Aaron Rodgers passed for 3,821 yards and 31 TDs in his 11th season with the Packers. Photos by Shawn Hubbard, Jim Biever, Matt Becker,

Sounding confident about what the Packers have in place on offense in 2016, with the return of receiver Jordy Nelson and the addition of tight end Jared Cook, Rodgers shied away from making any grand pronouncements.

He's still working through, with Nelson in particular, some of the changes to the playbook and the accompanying nuances to the offense. If the comparisons of Cook to Jermichael Finley as a middle-of-the-field playmaker come to fruition, and if Eddie Lacy returns to prior form running the ball, Rodgers is curious how defenses will combat Green Bay.

When the Packers' offense had its record-setting explosion in 2011, Rodgers said they saw a lot of two deep safeties, because the running game wasn't as potent.

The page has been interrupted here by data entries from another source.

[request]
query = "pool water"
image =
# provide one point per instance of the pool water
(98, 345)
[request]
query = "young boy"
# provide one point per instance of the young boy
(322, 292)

"If teams want to play cover-2 against us and shade a safety to Jordy's side, we're going to have to run the ball effectively," he said.

"The trend now is a lot of one-high stuff, and that comes out of Seattle and Denver, what they're doing with their corners, drafting and signing big corners to lock down receivers, and stop the run. If they do that, you get one-on-one matchups outside."

Those are the matchups the Packers will be forced to win, and Rodgers believes the personnel is there to do so.

"I like the energy we've got," he said. "I like the way we're practicing."